B given this conditions, can ronald be able to meet his target of earning php 2,500? why or why not? justify your answer.
Answer by Theo(13342)   (Show Source):
You can put this solution on YOUR website! he needs to earn at least 2500 php.
he can work as much as 42 hours this week.
he can earn 52.50 per hour working as a gas attendant.
he can earn 40 per hour working as as a parking attendant.
if he could work all the 42 hours as a gas attendant, he will earn 42 * 52.50 = 2205 php.
therefore, he won't make enough money to cover his expenses if he can only work 42 hours a week.

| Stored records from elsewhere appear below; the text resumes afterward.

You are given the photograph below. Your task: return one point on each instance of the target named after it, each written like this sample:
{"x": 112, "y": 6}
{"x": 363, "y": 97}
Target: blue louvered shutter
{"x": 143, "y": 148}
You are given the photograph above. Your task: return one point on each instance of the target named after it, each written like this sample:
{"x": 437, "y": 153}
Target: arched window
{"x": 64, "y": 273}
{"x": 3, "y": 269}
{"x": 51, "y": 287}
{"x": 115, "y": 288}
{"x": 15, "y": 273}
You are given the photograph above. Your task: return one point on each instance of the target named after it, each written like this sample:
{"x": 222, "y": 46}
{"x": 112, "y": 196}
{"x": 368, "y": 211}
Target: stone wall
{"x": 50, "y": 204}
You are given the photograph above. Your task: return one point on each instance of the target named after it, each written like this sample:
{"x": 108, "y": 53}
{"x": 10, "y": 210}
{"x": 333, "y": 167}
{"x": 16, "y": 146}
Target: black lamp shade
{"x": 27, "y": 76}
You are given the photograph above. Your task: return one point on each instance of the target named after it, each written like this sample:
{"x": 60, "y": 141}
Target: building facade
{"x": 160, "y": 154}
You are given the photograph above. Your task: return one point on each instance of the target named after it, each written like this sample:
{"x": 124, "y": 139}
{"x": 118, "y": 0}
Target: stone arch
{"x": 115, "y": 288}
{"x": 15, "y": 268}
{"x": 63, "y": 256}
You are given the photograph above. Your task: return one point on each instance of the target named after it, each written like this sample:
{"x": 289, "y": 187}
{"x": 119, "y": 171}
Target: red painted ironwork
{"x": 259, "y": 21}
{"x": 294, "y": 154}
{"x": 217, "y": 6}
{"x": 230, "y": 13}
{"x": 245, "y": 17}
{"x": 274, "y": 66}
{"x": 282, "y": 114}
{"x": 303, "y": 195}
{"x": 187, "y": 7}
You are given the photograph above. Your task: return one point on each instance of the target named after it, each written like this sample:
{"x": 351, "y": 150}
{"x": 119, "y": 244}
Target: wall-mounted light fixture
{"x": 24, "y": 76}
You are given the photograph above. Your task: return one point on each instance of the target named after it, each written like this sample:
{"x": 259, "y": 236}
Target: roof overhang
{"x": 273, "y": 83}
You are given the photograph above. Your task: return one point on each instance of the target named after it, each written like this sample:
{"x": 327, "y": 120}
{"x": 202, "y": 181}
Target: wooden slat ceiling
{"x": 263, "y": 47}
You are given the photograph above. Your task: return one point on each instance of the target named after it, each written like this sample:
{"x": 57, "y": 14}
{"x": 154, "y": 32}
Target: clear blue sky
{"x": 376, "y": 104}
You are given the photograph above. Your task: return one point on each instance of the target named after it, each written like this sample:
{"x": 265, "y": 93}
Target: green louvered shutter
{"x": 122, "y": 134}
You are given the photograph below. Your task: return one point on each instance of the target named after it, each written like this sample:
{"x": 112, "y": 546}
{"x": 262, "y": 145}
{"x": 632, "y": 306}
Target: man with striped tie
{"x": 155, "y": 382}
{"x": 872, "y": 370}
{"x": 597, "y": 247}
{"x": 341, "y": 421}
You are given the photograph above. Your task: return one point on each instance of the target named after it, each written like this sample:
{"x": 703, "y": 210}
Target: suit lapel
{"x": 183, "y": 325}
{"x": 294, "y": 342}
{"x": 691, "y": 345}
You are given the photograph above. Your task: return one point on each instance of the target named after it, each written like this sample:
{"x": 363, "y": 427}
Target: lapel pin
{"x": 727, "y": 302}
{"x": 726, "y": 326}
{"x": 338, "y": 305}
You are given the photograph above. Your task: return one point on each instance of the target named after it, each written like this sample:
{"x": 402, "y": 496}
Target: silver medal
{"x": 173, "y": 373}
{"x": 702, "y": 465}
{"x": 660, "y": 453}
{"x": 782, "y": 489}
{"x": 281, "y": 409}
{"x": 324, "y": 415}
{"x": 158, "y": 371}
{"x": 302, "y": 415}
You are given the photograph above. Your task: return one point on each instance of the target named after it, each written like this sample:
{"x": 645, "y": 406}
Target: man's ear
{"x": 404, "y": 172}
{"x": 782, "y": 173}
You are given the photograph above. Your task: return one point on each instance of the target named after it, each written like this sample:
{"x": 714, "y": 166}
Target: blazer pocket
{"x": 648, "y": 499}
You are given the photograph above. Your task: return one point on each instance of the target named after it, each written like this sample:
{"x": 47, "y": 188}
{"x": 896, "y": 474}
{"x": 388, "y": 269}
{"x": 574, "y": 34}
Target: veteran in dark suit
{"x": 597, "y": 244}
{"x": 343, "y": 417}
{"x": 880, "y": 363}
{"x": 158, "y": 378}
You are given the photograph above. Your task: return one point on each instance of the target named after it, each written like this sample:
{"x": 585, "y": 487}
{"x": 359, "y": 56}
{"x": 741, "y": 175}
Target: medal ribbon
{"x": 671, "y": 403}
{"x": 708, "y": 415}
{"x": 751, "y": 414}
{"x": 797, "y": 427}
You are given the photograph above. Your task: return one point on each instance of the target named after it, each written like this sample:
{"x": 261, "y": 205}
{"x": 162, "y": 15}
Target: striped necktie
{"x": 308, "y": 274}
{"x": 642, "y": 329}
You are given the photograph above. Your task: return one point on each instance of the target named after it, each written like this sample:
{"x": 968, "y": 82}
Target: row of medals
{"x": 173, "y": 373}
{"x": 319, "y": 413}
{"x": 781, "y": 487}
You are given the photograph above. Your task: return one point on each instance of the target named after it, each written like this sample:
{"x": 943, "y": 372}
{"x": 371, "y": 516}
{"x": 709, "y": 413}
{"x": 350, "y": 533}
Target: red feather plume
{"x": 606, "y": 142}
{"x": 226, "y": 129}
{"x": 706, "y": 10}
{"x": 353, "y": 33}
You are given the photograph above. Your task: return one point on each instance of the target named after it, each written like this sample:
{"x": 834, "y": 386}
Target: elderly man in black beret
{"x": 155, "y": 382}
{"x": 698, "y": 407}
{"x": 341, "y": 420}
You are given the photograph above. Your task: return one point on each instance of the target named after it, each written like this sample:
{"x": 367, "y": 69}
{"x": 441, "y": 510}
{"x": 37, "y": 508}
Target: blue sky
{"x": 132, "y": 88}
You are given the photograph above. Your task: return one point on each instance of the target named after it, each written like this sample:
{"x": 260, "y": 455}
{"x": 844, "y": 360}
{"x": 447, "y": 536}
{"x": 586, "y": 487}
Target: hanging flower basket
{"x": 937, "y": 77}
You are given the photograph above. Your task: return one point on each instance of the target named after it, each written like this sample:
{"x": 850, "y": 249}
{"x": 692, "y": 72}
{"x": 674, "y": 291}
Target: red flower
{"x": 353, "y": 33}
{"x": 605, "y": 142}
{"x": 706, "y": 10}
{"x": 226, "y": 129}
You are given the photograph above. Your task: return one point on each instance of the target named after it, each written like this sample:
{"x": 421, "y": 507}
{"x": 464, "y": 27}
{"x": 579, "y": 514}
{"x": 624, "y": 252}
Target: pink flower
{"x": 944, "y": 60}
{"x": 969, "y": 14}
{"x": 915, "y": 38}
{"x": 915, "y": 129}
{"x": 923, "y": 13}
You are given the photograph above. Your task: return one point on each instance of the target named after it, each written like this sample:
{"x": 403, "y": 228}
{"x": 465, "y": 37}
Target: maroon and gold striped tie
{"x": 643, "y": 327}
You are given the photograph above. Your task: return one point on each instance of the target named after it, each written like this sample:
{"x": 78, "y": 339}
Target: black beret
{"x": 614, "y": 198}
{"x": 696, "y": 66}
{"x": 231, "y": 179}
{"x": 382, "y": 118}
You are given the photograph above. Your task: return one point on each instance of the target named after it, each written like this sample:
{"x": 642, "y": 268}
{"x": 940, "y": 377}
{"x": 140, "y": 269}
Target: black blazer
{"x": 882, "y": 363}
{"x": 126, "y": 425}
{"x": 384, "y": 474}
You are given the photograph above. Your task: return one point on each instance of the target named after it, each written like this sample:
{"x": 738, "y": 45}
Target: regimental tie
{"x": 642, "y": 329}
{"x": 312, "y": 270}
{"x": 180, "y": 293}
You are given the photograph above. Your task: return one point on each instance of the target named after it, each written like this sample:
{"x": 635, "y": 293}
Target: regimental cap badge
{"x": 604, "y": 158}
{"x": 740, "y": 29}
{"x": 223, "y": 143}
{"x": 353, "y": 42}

let x = the number of hours working as a gas attendant.
let y = the number of hours working as a parking attendant.
if you look at this as a system of linear inequalities type problem then you can do the following:
your objective function is r = 52.50 * x + 40 * y
this is what you want to maximize.
your constraints are:
x >= 0
y >= 0
x + y <= 42
if you graph these constraints, then the feasible region is the area of the graph that is not shaded.
the corner points of that feasible region are (42,0) and (0,42) and (0,0).
(0,0) is irrelevant and therefore excluded from consideration in this problem.
you evaluate the objective function at these corner points to get:
at (42,0), 52.50 * 42 + 40 * 0 = 2205
at (0,42), 42.50 * 0 + 40 * 42 = 1680
his maximum revenue is when he works all 42 hours as a gas attendant.
unfortunately, this isn't enough to cover his expenses.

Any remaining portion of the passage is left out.